In keeping with the grandness of the Grand Canyon, we expected Canyon Falls to be a spectacular drop into a river valley with stunning, rocky walls.  Instead, we had a lovely walk beside a flowing river that dropped down into a beautiful but moderate gorge. When we first pulled into the parking lot at Canyon Falls we were surprised by the number of people.  This is a roadside park along a US highway, so it had picnic tables, restrooms, and an unimpressive trailhead.  Many people were taking advantage of the wonderful day to stretch their legs as they continued on to their destinations.   Tom and I were there, on the other hand, specifically to see Canyon Falls.

Sturgeon River

The official Michigan website, Pure Michigan, calls Canyon Falls the “Grand Canyon of the UP.”  The website says that the falls are easy to visit and the gorge is impressive by Michigan standards.  I would agree with both of those statements.  The trail along the Sturgeon River is well-marked and well-traveled.  When you reach the 30-foot waterfall, the river empties into a box canyon with steep walls.  The trail along the river is part of the North Country National Scenic Trail.  My research suggests that the canyon in which the river travels is even more impressive farther along.

Tom and I walked along the trail for a little over a mile to the falls and beyond.  We scrambled over rocks into the canyon in order to get better pictures.  Canyon Falls itself is very nice and there were lots of people enjoying the view.  I’m sure the falls are even more impressive in the spring when there is a larger volume of water plunging over them.
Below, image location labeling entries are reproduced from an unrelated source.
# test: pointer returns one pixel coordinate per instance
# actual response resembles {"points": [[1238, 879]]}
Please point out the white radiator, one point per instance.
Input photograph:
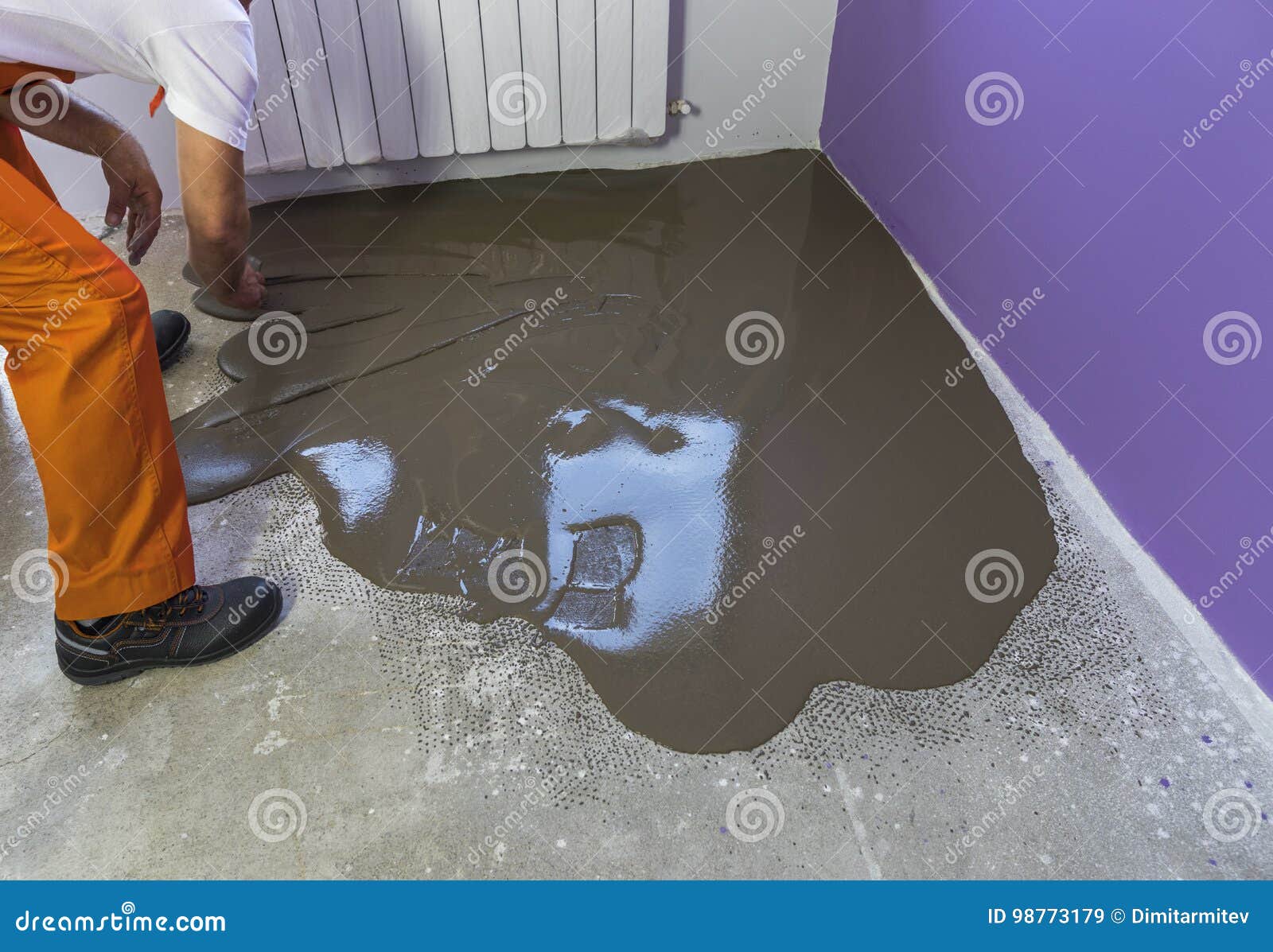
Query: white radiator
{"points": [[379, 80]]}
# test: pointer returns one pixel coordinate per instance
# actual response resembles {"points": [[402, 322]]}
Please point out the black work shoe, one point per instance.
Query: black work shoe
{"points": [[199, 625], [172, 331]]}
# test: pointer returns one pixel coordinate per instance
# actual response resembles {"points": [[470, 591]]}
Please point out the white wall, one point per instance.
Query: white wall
{"points": [[722, 54]]}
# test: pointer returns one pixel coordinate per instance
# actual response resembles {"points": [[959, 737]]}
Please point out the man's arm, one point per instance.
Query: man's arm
{"points": [[214, 199], [134, 190]]}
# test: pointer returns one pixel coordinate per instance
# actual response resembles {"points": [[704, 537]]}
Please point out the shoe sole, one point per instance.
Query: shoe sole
{"points": [[169, 356], [108, 678]]}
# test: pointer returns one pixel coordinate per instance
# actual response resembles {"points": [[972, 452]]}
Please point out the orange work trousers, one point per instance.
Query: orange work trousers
{"points": [[84, 372]]}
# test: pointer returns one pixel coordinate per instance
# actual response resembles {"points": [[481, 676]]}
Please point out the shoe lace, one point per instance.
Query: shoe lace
{"points": [[194, 597]]}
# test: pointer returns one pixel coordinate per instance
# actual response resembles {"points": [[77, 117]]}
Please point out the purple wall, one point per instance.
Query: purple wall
{"points": [[1137, 223]]}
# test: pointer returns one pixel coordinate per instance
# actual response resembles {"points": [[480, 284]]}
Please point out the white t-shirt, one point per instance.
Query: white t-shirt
{"points": [[200, 51]]}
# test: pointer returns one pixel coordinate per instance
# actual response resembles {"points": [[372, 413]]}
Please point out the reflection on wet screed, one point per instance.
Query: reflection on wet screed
{"points": [[691, 422]]}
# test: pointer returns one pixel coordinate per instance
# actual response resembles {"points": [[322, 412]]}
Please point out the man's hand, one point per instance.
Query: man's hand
{"points": [[80, 125], [134, 191]]}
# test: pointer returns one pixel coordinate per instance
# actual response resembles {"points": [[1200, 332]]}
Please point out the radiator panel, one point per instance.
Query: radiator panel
{"points": [[356, 82]]}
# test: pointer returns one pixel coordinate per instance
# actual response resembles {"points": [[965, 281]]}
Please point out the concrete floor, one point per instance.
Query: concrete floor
{"points": [[379, 735]]}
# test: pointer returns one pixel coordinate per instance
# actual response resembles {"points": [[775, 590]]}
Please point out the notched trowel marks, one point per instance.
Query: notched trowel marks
{"points": [[707, 534]]}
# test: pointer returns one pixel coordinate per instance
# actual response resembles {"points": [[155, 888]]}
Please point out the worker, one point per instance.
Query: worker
{"points": [[74, 320]]}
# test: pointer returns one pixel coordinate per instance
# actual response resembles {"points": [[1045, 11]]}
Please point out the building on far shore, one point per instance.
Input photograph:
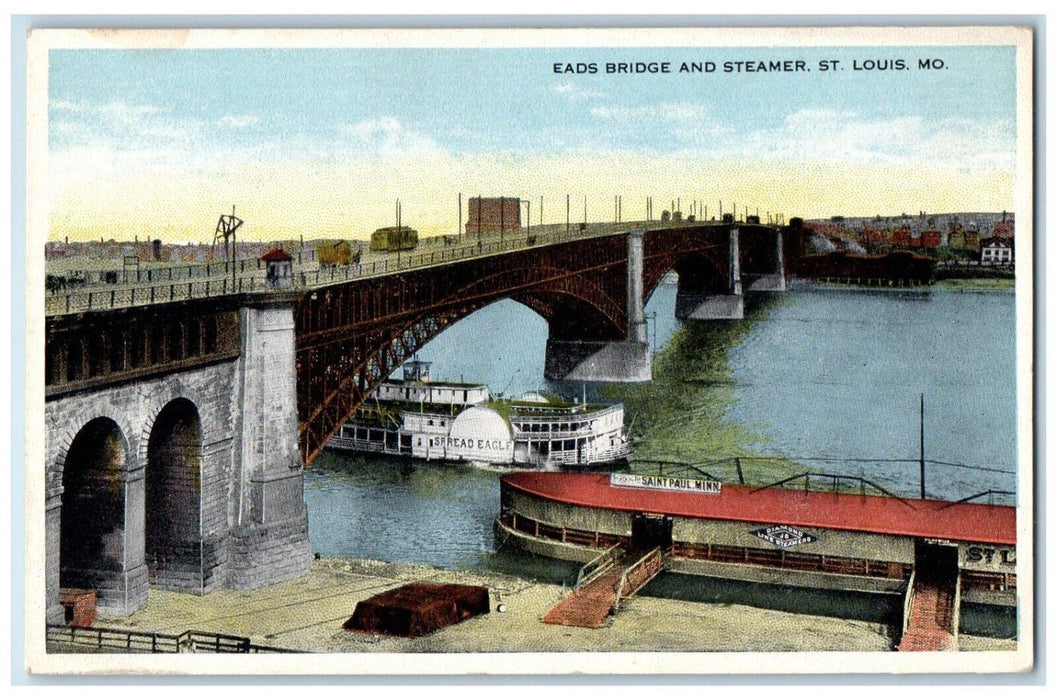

Canyon Falls is not the grandest of Grand Canyons, but it was a beautiful place for a hike.  We enjoyed our walk along the river.  By continuing on the trail beyond the falls, it was easy to get away from the crowds.  The trail is not as easy to find past the waterfall, but we could follow the blue blazes and keep going in the correct, general direction.

I’m not sure I would recommend going out of your way to visit Canyon Falls, but it was a wonderful place for an afternoon walk.  If you happen to be heading to the Keweenaw Peninsula, it is worth a stop.